Il apparait difficilement imaginable que la présidente de la Commission d'enquête parlementaire, membre du parti majoritaire, décide de déposer une plainte pénale contre l'un des ministres issus de sa majorité, c'est le bon sens même !

Et s'agissant du bureau de l'Assemblée nationale, l'équilibre des forces apparaît largement en défaveur d'une telle hypothèse également.

Le déroulement des séances de la commission d'enquête depuis une semaine illustre puissamment son fonctionnement. Il ne s'agit assurément pas d'entrer dans le détail des responsabilités de chacun, mais de comprendre d'une façon générale et impersonnelle les raisons qui ont conduit à telles abstentions ou tels choix.

***

La première conséquence est que les réponses obéissent aux mêmes paradigmes : elles sont aussi générales et impersonnelles que les questions posées, et visent à détailler le fonctionnement de ce qu'il conviendrait de nommer la machine « État », sans plus de précisions.

En somme, soutenir que la commission d’enquête parlementaire est le lieu naturel de l’engagement de la responsabilité politique est, hélas faux.

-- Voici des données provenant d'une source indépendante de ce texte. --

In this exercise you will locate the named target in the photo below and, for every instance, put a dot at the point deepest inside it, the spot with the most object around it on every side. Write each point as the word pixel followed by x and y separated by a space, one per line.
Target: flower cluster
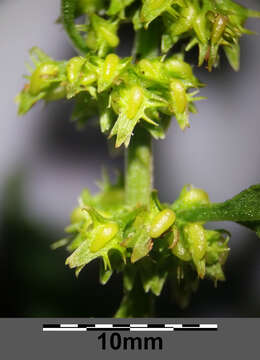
pixel 153 242
pixel 208 24
pixel 124 94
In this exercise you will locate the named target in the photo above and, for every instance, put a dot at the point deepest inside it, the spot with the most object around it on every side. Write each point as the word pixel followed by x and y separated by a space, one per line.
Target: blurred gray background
pixel 54 162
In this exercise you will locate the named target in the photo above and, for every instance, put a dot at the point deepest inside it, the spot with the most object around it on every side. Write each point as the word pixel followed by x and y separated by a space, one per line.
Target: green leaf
pixel 243 208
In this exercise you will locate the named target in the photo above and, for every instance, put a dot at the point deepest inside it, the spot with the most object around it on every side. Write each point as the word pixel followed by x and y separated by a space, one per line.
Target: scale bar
pixel 130 327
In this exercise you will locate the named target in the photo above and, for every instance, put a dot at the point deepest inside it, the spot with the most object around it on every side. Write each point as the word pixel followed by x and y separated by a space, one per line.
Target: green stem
pixel 68 10
pixel 139 168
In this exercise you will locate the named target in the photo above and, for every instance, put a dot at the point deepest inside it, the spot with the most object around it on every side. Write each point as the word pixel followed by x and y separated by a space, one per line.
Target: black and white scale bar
pixel 130 327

Bien sûr, une hypothèse pourrait être envisagée : le rapport de la commission d’enquête, par son contenu, serve à un contrôle de l’action du gouvernement par le parlement, pouvant forcer celui-ci à démissionner. Mais c'est là pure hypothèse d'école, car ce que la tradition républicaine nomme le fait majoritaire s'y oppose largement.

Le seul instrument serait la motion de censure, prévue par l’article 49 alinéa 2 de la Constitution.

Mais celle-ci n'a a été adoptée qu'une seule fois en 1962, à la suite du désaccord de la majorité parlementaire avec la réforme visant à permettre l'élection du président de la République au suffrage universel direct. Le général de Gaulle a alors dissous l’Assemblée nationale. Le peuple ayant approuvé par référendum l’élection au suffrage universel direct du chef de l’État, puis désavoué la majorité parlementaire au cours des élections législatives qui ont suivi la dissolution, l’équilibre des institutions s’est trouvé profondément modifié en faveur du président de la République.

Ainsi, la vérité est que la tradition républicaine française est-elle marquée par une responsabilité du gouvernement devant le chef de l'Etat plus que devant le Parlement.

En somme, la tradition parlementaire française ne consacre pas de responsabilité politique, et les commissions d’enquête des deux assemblées ne servent, au fond, qu’à donner l’illusion d’un parlement fort, là où les réponses aux questions posées depuis une semaine par les uns et les autres, laissent clairement entrevoir qu’il ne s’agit, en effet, que d’une illusion qui ne trompe plus grand monde au fur et à mesure de l’avancée des auditions.

C'est précisément l'absence de responsabilité politique qui conduit les citoyens à se tourner vers la justice pénale, afin de pouvoir disposer d'une enquête menée par un juge indépendant et impartial, même si sur ce dernier point, s'agissant de la Cour de Justice de la République, la question mériterait sans nul doute d'être débattue eu égard à sa composition mixte, dans laquelle les parlementaires tiennent, encore, un rôle prépondérant au mépris de la séparation des pouvoirs.

Non, décidément, en France, il semble que les ministres ne soient ni responsables ni coupables…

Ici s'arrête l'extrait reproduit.